Exhibition Posted Online: Monday, August 7, 2023 at 10 am MT
Judith Salomon is Professor Emeritus from the Cleveland Institute of Art where she taught Ceramics from 1977-2016. She received her B.F.A from The School for American Craftsman, Rochester Institute of Technology where she had the opportunity to spend her Junior year at the Penland School of Crafts in Penland, North Carolina. She was awarded her M.F.A from The New York State College of Ceramics, Alfred University, and has exhibited in museums and galleries all over the world.
She is represented in the collections of the Cleveland Museum of Art, Los Angeles Museum of Art, Victoria and Albert Museum in London, Museum of Fine Arts, Houston, Manchester City Art Galleries in England, The National Museum of History in Taiwan, Mint Museum of Art, The Racine Art Museum and numerous private collections. Her work is included in many books such as, Post Modern Ceramics, History of American Ceramics, and The Artful Teapot. She has received two Ohio Arts Council Artist Fellowship, a national Endowment for the Arts and has been awarded the Victor Scheckengost Teaching Award at the Cleveland Institute of Art.
Judith’s slab-built and slip-cast vessels and other objects are inspired by her love of architecture. She describes her work as an exploration of ideas related to “containers and containment, [or] how [the] insides and outsides [of an object] work together.” Steeped in art history, Salomon draws on specific stylistic influences such as Russian Constructivism, Color Field painting, and the influence of collage on the 20th century. Other influences such as domestic space(s), the built urban landscape, contemporary Japanese packaging design, and the interaction between the object and the viewer’s touch are also important references.
As Judith describes, “these vessels are intended for use and contemplation. When they are full of food, flowers, or mail. They have one visual meaning relating to function; when they are empty, they can be viewed and appreciated as sculptural objects.
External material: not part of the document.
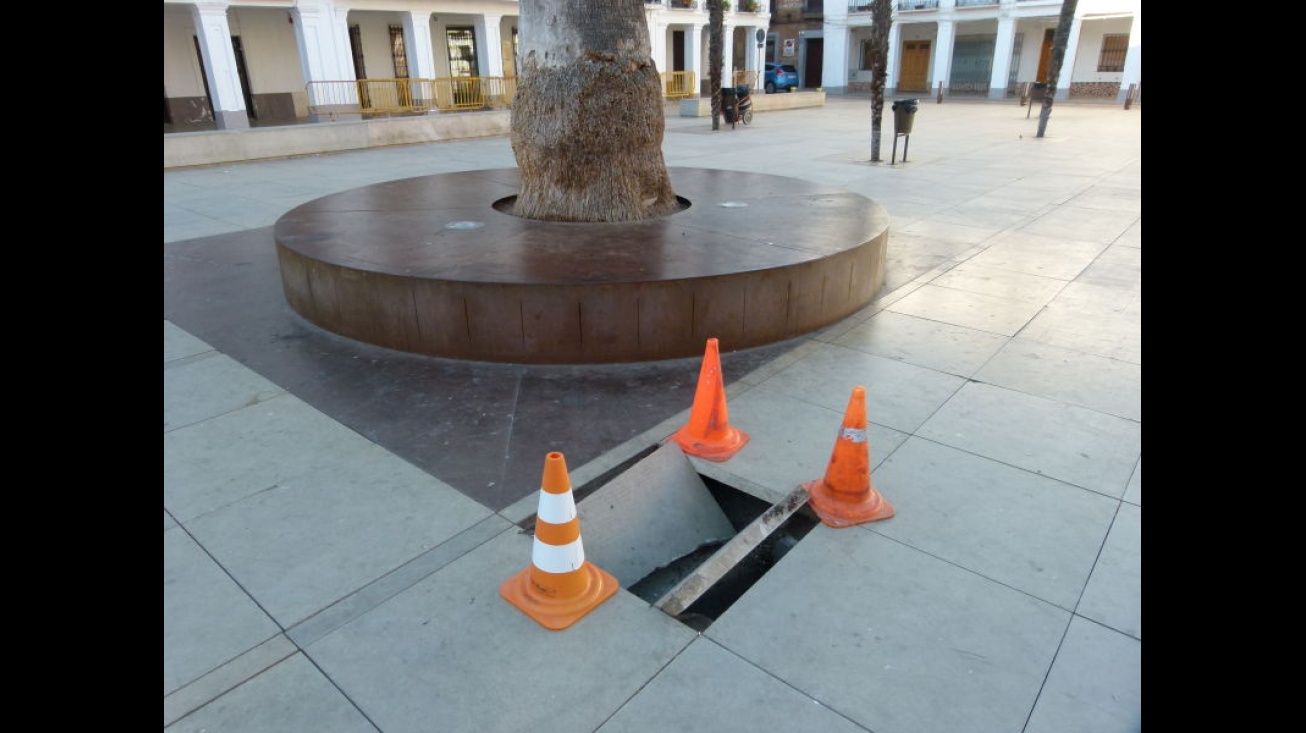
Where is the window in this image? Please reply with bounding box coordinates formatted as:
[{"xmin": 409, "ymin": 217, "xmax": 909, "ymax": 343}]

The way two building walls meet, the way a banana sits next to a peach in a bowl, the way a sidewalk meets a curb…all these images are purposely selected and funneled into a dictionary of images in my mind that eventually become integrated into the aesthetics of my work.” Recently Salomon has been pushing towards the idea of pure form over that of functionality as demonstrated in the new ceramic ‘paintings’ that she has been making; reveling in the contrast of form, color, hue, texture, surface of her materials: clay, glaze, and heat.